Furthermore, when the physicians/psychiatrists list co-prescribed drugs on the TDM requisition forms, drugs used for the treatment of somatic diseases may be missed. Thus, the ability to detect potential interactions with somatic drugs affecting vortioxetine serum concentration was lower than for CNS medications, which may also explain some of the prediction error.

Another potential issue is that the standard CYP2D6 genotyping panel at the laboratory service, developed for clinical use, only comprises the most common and relevant allele variants in Caucasians. These predict >90% of CYP2D6 PM [13, 14], but rare CYP2D6 variants may in some patients have contributed to mismatches between observed and predicted serum concentrations. More likely however is that the current knowledge on variants encoding the UM phenotype is limited, hence implying a possible reason for overpredicting the vortioxetine serum concentration among patients defined as CYP2D6*1/*1 carriers. This is supported by the large variability in vortioxetine concentrations and extreme PE outliers observed among CYP2D6*1/*1 patients, who are most likely to carry rare or unknown variants.

In the evaluation of different CYP2D6 phenotype classification systems, only minor differences were observed in the ability of the systems to predict TDM measured concentrations. The use of differentiated activity scores for decreased function alleles did not improve concentration predictions, although it should be noted that data on individual genotypes were limited.

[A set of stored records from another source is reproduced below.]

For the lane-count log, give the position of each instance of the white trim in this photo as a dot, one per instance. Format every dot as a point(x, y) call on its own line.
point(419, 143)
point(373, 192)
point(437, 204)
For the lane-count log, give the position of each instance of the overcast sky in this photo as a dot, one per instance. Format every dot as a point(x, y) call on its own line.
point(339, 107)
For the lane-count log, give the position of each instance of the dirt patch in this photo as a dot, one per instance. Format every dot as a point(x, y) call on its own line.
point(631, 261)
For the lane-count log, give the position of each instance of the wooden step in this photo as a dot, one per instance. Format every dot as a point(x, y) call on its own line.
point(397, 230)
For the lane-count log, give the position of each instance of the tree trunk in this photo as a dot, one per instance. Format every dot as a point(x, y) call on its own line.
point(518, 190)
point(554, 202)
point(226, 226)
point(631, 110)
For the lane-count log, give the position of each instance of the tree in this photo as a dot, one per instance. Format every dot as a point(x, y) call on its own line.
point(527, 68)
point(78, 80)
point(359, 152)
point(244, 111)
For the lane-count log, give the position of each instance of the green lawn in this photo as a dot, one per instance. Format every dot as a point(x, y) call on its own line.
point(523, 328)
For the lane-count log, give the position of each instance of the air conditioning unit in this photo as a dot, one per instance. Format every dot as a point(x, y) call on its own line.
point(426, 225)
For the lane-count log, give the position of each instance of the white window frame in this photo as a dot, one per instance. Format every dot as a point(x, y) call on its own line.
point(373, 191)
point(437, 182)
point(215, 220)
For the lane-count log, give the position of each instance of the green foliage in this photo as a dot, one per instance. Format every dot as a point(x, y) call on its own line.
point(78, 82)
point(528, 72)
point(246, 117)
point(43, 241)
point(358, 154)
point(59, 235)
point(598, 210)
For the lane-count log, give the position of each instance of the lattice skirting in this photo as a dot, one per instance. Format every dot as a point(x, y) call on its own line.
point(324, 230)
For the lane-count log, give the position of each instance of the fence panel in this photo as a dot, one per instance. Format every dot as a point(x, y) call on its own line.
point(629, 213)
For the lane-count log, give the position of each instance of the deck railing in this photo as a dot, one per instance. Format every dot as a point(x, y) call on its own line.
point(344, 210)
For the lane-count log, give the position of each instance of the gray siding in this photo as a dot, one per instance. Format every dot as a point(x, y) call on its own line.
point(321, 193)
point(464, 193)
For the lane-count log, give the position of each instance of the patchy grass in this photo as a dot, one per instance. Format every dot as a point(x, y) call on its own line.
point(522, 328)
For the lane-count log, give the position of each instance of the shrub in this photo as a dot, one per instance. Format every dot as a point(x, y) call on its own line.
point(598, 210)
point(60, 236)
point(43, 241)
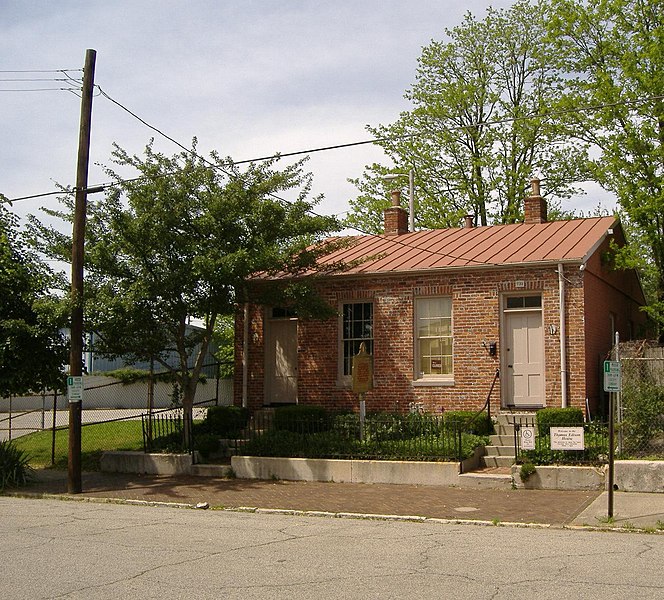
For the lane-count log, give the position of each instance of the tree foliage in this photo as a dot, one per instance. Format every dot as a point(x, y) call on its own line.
point(180, 242)
point(33, 351)
point(612, 55)
point(475, 136)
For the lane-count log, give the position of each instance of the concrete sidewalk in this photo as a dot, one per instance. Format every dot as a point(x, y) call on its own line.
point(630, 509)
point(543, 507)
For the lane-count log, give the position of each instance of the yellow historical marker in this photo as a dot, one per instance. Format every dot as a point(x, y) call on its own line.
point(362, 373)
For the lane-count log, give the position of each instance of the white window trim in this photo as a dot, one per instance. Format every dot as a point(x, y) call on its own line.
point(420, 379)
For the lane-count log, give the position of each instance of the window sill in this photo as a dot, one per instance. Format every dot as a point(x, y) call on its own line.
point(433, 383)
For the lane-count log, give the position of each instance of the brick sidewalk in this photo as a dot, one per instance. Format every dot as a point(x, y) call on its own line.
point(524, 506)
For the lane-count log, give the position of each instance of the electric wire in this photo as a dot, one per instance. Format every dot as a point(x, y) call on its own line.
point(347, 145)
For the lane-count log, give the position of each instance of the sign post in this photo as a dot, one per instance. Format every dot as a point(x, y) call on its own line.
point(362, 373)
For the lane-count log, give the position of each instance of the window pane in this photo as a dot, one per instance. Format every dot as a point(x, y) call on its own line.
point(434, 331)
point(533, 301)
point(357, 327)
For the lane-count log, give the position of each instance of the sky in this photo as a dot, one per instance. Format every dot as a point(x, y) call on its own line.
point(248, 78)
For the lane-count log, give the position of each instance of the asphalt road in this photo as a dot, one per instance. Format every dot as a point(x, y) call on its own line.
point(68, 549)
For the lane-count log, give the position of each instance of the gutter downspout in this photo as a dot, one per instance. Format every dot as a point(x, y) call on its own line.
point(245, 356)
point(563, 337)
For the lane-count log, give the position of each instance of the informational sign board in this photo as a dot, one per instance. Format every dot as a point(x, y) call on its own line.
point(567, 438)
point(362, 371)
point(75, 389)
point(612, 376)
point(527, 438)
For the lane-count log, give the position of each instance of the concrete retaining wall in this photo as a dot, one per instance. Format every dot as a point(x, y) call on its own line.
point(346, 471)
point(639, 476)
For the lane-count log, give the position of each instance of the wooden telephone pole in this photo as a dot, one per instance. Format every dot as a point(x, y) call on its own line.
point(78, 241)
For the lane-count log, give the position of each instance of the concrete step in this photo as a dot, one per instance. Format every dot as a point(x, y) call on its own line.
point(485, 480)
point(497, 461)
point(499, 451)
point(204, 470)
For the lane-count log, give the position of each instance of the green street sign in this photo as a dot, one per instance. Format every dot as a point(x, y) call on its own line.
point(612, 376)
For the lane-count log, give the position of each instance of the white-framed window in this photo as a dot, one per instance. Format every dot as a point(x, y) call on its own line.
point(356, 326)
point(433, 337)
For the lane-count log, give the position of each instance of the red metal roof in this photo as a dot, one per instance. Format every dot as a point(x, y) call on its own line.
point(495, 245)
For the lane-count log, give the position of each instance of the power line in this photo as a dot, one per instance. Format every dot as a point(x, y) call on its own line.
point(41, 71)
point(337, 146)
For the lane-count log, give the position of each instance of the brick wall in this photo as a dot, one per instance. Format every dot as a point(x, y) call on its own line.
point(476, 297)
point(608, 293)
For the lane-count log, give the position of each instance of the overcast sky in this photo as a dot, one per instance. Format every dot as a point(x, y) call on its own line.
point(247, 77)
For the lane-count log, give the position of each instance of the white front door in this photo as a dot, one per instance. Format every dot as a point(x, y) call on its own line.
point(524, 359)
point(281, 362)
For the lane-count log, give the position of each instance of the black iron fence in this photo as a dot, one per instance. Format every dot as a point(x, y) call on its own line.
point(583, 443)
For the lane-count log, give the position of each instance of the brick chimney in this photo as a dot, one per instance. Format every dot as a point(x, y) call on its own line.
point(396, 218)
point(534, 206)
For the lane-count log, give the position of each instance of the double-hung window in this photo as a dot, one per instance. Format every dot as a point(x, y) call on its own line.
point(356, 327)
point(433, 329)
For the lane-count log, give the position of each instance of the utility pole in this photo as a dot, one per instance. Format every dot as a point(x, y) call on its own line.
point(77, 257)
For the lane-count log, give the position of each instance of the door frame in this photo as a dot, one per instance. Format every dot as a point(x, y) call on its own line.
point(269, 366)
point(505, 334)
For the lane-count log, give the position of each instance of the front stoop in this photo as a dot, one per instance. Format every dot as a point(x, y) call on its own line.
point(500, 451)
point(488, 478)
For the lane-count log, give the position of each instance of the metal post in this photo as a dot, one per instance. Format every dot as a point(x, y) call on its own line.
point(78, 241)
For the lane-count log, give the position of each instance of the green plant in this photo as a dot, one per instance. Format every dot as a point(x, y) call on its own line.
point(226, 421)
point(206, 444)
point(526, 470)
point(15, 469)
point(469, 421)
point(301, 418)
point(558, 417)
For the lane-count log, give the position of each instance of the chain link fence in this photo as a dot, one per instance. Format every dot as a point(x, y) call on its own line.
point(640, 406)
point(111, 416)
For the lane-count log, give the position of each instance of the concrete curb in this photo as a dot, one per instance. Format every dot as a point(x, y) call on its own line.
point(333, 515)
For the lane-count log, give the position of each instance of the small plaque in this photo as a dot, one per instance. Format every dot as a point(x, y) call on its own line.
point(567, 438)
point(527, 438)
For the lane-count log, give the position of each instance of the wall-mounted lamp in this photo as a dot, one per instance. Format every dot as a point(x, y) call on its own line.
point(491, 348)
point(411, 194)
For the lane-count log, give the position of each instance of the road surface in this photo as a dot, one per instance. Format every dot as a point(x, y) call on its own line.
point(83, 550)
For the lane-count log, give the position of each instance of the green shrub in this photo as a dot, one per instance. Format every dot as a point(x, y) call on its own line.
point(527, 469)
point(14, 468)
point(558, 417)
point(470, 421)
point(226, 421)
point(643, 407)
point(301, 418)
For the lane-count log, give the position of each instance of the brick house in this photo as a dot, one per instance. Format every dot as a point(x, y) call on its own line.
point(442, 310)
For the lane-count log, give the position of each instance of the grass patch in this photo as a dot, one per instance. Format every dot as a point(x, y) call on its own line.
point(95, 439)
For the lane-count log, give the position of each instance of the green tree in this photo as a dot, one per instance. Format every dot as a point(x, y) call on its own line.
point(33, 351)
point(474, 137)
point(612, 55)
point(182, 241)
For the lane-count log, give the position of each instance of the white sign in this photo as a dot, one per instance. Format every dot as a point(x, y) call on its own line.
point(612, 376)
point(527, 438)
point(75, 389)
point(567, 438)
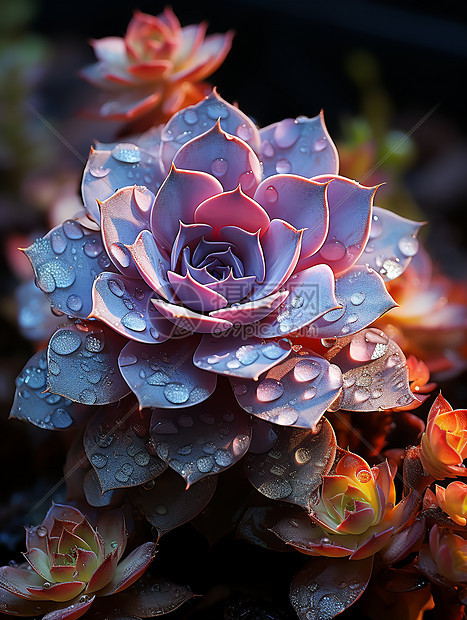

Based on the results, the conventional phenotype classification system (PM/IM/NM/UM) appears to be adequate for the purpose of providing dose recommendations to obtain target concentrations of vortioxetine. The use of a more restricted number of phenotype groups also offers a simplified interpretation to be communicated to clinicians, who may find a system with several levels confusing and non-transparent.

The study included a large number of patients receiving vortioxetine treatment, which offers a unique insight into real-world clinical use of vortioxetine. To optimize personalized treatment with vortioxetine, other real-world PK data sets may be studied in the future. One of the limitations of the current study is that the data primarily originated from Caucasians. Evidence suggests that interactions between ethnicity and CYP2D6 genotype–phenotype relationships exist, and, furthermore, there are large interethnic differences in the frequency of CYP2D6 variant alleles. It would therefore be of great value in the future to study data sets originating from other ethnicities to better understand the impact of ethnicity.

Prediction of drug exposure from CYP2D6 genotypes and translation into dose recommendations is also challenged by the influence of other factors on drug metabolism. Although popPK modelling offers an opportunity to account for relevant patient factors when predicting exposure, it should be acknowledged that interpatient variability will exist in clinical practice regardless. Therefore, careful individual dose titration and routine TDM remain central to optimal personalized medicine, particularly within psychiatry.

5 Conclusion

The published popPK model of vortioxetine and its CYP2D6-mediated metabolite was externally validated using naturalistic patient data from TDM. The simulation- and prediction-based diagnostics showed that the model had a good ability to predict vortioxetine exposures observed in routine clinical practice, with a slight tendency to overpredict the vortioxetine concentrations. Different factors may have contributed to the prediction error, including poor treatment compliance among certain patients and, to a lesser extent, lack of information on patient characteristics and misspecified CYP2D6 alleles. The conventional CYP2D6 phenotype classification system (PM, IM, NM, UM) was shown to be adequate for predicting vortioxetine exposure.